At that moment Aurora Gauntlet, mounted on her dashing grey—a pad she rode in compliment to us—her cheeks flushed by a long ride in the pure morning air, her skirt and plume and golden hair floating behind her, cantered up to the column, accompanied by Major Shirley in his staff uniform, and by John Trot, the valiant hero of Wandsworth Common, in very gay livery, and like the staff officer, well mounted.

"I'm just in time, I find," said she, as I drew aside from my troop (which being the Light one was in the rear, as the corps was marched with the right in front) and reined up beside her.

"I was looking for you anxiously, Aurora. Will you keep this document for me, cousin? for if I am killed in Germany, I have no desire that it should be used by some boor to light his pipe with or wrap his butter in."
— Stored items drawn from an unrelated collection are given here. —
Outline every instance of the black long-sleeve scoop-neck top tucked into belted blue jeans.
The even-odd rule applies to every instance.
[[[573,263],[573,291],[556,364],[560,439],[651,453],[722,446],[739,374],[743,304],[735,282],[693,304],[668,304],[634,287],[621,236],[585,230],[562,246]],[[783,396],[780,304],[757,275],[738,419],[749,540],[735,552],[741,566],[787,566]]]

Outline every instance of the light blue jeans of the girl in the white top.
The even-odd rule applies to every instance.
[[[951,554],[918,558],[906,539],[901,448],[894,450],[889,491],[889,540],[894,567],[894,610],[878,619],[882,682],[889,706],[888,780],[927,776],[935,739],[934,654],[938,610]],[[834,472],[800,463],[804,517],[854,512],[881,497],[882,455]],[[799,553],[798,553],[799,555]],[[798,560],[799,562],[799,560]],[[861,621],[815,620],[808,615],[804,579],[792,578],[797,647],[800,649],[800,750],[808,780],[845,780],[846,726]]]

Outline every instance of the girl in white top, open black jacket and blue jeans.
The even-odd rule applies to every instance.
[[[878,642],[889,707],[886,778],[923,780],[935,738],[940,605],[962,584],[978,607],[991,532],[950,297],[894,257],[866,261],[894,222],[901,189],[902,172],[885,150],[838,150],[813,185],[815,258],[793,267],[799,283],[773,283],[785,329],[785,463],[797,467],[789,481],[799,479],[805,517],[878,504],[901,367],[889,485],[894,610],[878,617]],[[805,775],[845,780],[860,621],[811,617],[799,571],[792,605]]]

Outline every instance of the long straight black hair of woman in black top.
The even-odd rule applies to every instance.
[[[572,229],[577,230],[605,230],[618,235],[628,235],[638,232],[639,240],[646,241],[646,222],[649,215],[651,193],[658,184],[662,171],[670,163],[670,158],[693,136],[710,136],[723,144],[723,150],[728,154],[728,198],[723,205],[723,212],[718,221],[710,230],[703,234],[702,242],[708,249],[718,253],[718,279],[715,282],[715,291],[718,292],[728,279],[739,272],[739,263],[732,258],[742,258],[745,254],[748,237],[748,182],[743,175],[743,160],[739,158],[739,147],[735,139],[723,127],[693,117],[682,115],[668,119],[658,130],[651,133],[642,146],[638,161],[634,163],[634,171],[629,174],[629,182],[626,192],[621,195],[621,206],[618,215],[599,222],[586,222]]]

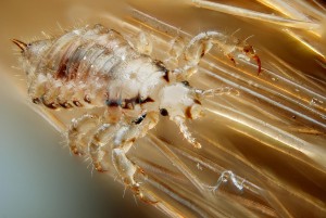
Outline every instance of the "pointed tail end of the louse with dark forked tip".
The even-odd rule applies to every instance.
[[[25,43],[17,39],[12,39],[20,49],[21,49],[21,62],[23,68],[26,69],[27,75],[32,75],[36,67],[36,63],[39,62],[39,59],[45,56],[45,53],[49,50],[52,42],[51,40],[38,40],[30,43]]]

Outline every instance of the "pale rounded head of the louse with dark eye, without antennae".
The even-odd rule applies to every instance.
[[[174,82],[160,92],[160,113],[171,119],[197,119],[203,115],[203,107],[196,91],[188,81]]]

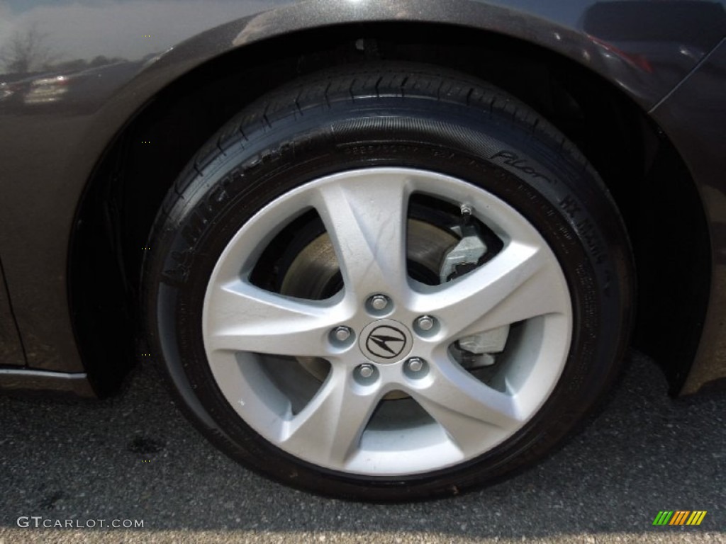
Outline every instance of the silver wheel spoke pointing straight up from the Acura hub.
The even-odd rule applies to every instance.
[[[317,190],[314,206],[335,247],[346,292],[358,300],[407,289],[408,197],[406,178],[383,173]]]

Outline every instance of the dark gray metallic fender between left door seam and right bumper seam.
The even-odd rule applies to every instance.
[[[670,3],[656,5],[662,8],[665,4]],[[726,5],[723,1],[688,4],[708,4],[709,9],[720,6],[721,12]],[[23,13],[17,12],[18,6],[23,7]],[[81,51],[78,44],[82,44],[86,59],[99,54],[132,57],[128,62],[99,67],[95,73],[63,73],[87,85],[79,85],[81,92],[76,94],[69,91],[57,95],[60,98],[56,102],[23,104],[17,100],[19,94],[27,96],[33,86],[37,90],[41,84],[38,75],[26,81],[17,81],[17,75],[0,75],[0,82],[7,82],[5,89],[16,89],[15,96],[0,98],[0,255],[27,348],[28,365],[83,371],[67,305],[66,260],[76,202],[98,157],[124,123],[158,91],[193,67],[235,48],[296,30],[361,22],[441,22],[512,36],[574,59],[649,110],[726,33],[723,20],[712,17],[698,31],[683,33],[672,41],[665,30],[658,31],[658,17],[654,17],[643,21],[644,26],[655,29],[656,38],[649,41],[627,35],[613,39],[607,28],[600,29],[600,37],[597,20],[593,22],[588,14],[608,6],[616,11],[629,9],[622,2],[590,0],[115,0],[0,4],[0,41],[7,41],[16,30],[27,30],[36,21],[44,31],[58,29],[55,38],[60,43],[76,44],[68,46],[71,51]],[[63,27],[63,21],[69,18],[73,25]],[[99,31],[106,20],[112,21],[115,32],[126,38],[119,41],[115,34]],[[133,46],[129,46],[130,40]],[[48,79],[46,75],[43,78]],[[94,82],[102,84],[94,86]],[[36,92],[38,96],[57,91],[53,82],[42,85],[50,88]],[[687,105],[679,105],[679,95],[669,99],[669,107],[674,110]],[[30,156],[37,158],[29,160]],[[698,169],[693,173],[699,183],[705,183]],[[714,212],[709,208],[709,213]],[[717,226],[719,220],[711,215],[711,221]],[[38,223],[43,228],[38,228]],[[719,243],[724,244],[722,240]],[[714,246],[714,252],[719,252],[719,247],[725,246]]]

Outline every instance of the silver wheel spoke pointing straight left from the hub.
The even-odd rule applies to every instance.
[[[206,345],[216,351],[325,357],[328,334],[343,313],[312,300],[295,300],[245,281],[210,292]]]

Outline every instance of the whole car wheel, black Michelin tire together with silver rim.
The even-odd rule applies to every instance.
[[[582,154],[487,83],[314,74],[231,120],[150,238],[150,344],[229,456],[358,500],[555,448],[619,370],[627,235]]]

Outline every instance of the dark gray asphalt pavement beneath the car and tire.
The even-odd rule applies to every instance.
[[[230,461],[142,367],[109,400],[0,397],[0,544],[726,543],[725,422],[726,393],[672,400],[634,354],[600,416],[534,469],[446,500],[348,503]],[[707,514],[654,527],[661,510]]]

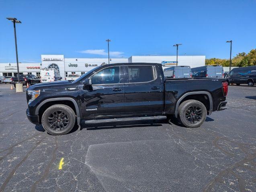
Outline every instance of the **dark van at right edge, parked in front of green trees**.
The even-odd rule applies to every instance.
[[[227,76],[227,82],[236,85],[248,84],[248,86],[254,86],[256,66],[233,68]]]

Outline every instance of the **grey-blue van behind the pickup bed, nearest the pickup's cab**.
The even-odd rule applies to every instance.
[[[190,66],[173,66],[164,69],[165,78],[190,78],[192,77]]]

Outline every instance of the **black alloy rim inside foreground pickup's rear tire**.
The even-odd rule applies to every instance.
[[[199,106],[197,105],[190,106],[186,110],[186,120],[190,124],[198,123],[202,120],[202,113],[203,111]]]

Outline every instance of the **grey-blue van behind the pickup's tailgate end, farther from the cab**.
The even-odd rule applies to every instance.
[[[224,71],[222,66],[206,65],[202,67],[191,68],[192,77],[197,78],[224,78]]]

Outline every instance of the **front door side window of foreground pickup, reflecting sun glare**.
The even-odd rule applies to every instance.
[[[119,66],[105,68],[92,76],[92,84],[118,84],[120,83]]]

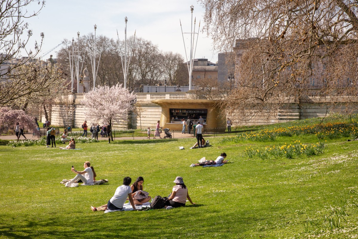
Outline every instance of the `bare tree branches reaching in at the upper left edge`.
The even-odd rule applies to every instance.
[[[26,8],[34,4],[38,5],[38,10],[29,13]],[[37,0],[0,0],[0,105],[40,92],[51,82],[47,77],[49,72],[45,72],[43,66],[29,64],[37,57],[44,34],[39,36],[40,43],[35,42],[30,48],[28,42],[32,30],[28,29],[26,18],[37,16],[43,6],[44,1]],[[23,67],[26,64],[29,67]]]

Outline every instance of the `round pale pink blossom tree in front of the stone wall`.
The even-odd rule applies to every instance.
[[[121,84],[112,87],[101,86],[96,91],[85,94],[81,103],[86,108],[86,118],[92,122],[120,123],[133,109],[135,95],[124,89]],[[113,137],[112,141],[113,141]]]

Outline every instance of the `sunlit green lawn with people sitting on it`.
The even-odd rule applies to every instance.
[[[189,149],[193,139],[116,140],[77,144],[83,150],[10,148],[1,141],[0,238],[357,237],[357,141],[327,140],[325,153],[309,158],[243,156],[248,146],[265,148],[296,139],[318,141],[313,135],[238,144],[219,144],[221,138],[211,138],[213,147]],[[222,167],[189,167],[222,152],[230,162]],[[59,183],[74,176],[72,165],[80,169],[84,161],[95,167],[97,179],[109,183],[77,188]],[[196,205],[92,212],[90,206],[105,204],[125,176],[132,181],[144,177],[144,189],[152,197],[167,196],[175,177],[182,176]],[[340,228],[325,229],[321,218],[334,219],[333,208],[343,209]]]

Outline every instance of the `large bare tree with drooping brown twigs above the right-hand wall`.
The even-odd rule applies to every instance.
[[[201,3],[204,30],[218,49],[235,44],[239,59],[229,109],[270,110],[310,96],[324,96],[332,104],[339,98],[357,101],[358,1]]]

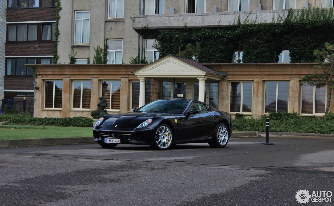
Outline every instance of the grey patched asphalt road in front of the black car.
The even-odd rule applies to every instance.
[[[300,205],[301,189],[334,193],[333,138],[263,142],[0,148],[0,205]]]

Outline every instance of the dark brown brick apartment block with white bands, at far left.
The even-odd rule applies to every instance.
[[[26,64],[51,64],[55,27],[55,0],[8,0],[4,30],[5,99],[34,98],[33,72]],[[7,104],[7,103],[6,103]]]

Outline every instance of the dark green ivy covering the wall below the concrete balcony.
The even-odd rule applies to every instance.
[[[334,43],[334,10],[309,8],[295,13],[290,9],[287,17],[279,16],[271,22],[258,23],[246,18],[228,27],[188,28],[157,31],[144,26],[137,31],[144,38],[154,38],[160,57],[177,54],[186,45],[199,42],[202,63],[230,63],[234,51],[243,50],[244,63],[272,63],[282,50],[289,50],[291,62],[314,62],[314,49],[325,42]]]

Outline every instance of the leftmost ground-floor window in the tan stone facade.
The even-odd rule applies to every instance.
[[[45,108],[61,108],[62,105],[62,81],[45,81]]]

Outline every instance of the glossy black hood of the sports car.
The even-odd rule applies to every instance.
[[[135,129],[141,123],[148,119],[154,119],[157,116],[166,116],[165,113],[130,113],[120,115],[105,115],[100,128],[108,129]],[[168,116],[168,115],[167,115]]]

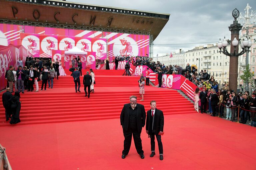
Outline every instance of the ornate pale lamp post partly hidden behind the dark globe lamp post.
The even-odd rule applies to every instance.
[[[240,16],[238,18],[238,20],[242,20],[243,19],[243,26],[246,27],[246,38],[248,39],[249,36],[249,25],[251,24],[250,20],[252,18],[254,18],[253,23],[255,23],[255,19],[256,19],[256,11],[251,11],[251,14],[249,12],[249,9],[251,9],[252,7],[249,6],[249,4],[247,4],[247,6],[245,7],[245,14],[244,13],[240,13]],[[239,21],[238,21],[239,23]],[[246,49],[246,65],[249,64],[249,48]],[[245,90],[249,90],[249,83],[248,81],[246,81],[246,85],[245,85]]]

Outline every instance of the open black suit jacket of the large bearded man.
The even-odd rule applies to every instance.
[[[130,116],[130,107],[131,104],[125,104],[122,111],[121,111],[121,115],[120,115],[120,122],[121,125],[123,127],[124,130],[128,130],[128,126],[129,126],[129,116]],[[145,108],[143,105],[141,104],[137,104],[136,106],[137,108],[137,128],[138,131],[141,132],[142,127],[145,126],[145,122],[146,122],[146,112],[145,112]]]

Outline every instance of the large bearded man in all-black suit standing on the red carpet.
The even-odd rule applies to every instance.
[[[140,155],[141,159],[144,159],[140,133],[142,127],[145,126],[146,113],[144,106],[137,104],[136,96],[131,96],[130,103],[124,105],[121,111],[120,121],[124,134],[124,150],[122,151],[122,159],[124,159],[129,153],[132,136],[137,153]]]

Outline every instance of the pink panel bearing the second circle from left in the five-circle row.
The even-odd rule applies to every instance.
[[[52,57],[52,50],[58,50],[58,36],[40,35],[40,57]]]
It was the diploma of the Netherwood baronetcy, running in the name of "CAROLUS, DEI GRATIA, REX SCOTIÆ ET ANGLIÆ, &c. &c., nostro Johanni Gauntleti de Netherwood, ejusque hæredibus masculis de corpore, &c., titulam gradum et dignitatem militis Baronetti in hac antiqua parte Regni Nostri Scotiæ," and so forth.

"You shall be the custodier of this choice piece of archæology, for with my sword, Aurora, it is all my inheritance now. In my haversack or valise I have borne it ever since old Nathan Wylie, Sir Basil's evil mentor, sent it to me as a taunt amid my misfortunes."

"You would still reproach me?" said she, in a low voice.

"Nay, Aurora, on my soul I do not."

"I thank you," she replied, with her eyes brimful of tears; for in addition to the peculiar position in which we stood, nothing melts a woman's heart so much as the aspect of a fine regiment departing for foreign service in time of war. "My mother has become feeble and ailing—I shall soon be alone in the world, so think kindly of me, Basil, when you are far away, even as we shall think kindly of you, for we are the last of our family—the last of the old Gauntlets of Netherwood."

"I am, rather than you," said I, smiling.

"How?"

"Some one, of course, will marry you, so I must be the last."

She blushed painfully, and her glance wandered to Shirley, but his eyes, at least, appeared to be intent upon the marching column.

"I am going to Germany now, perhaps never to return; for news I have heard (here I referred to the strange tidings of Boisguiller) have made me, even in youth, somewhat reckless of life."

"Oh, Basil, Basil! you must not speak thus."

"Sir, Colonel Preston is looking back for you," said Major Shirley, with a slight tone of impatience and authority in his voice. "And there sounds a trumpet."

"Then we do part friends at last?" said Aurora, with a sad smile.

"Yes, dear cousin, the best of friends."

She held up her cheek to be kissed by me; but somehow her rosy lip came in its place.

I saw Shirley's face darken, but heeded it little, as I put spurs to my grey and dashed after the regiment, which was now trotting along the highway which led towards Brighton.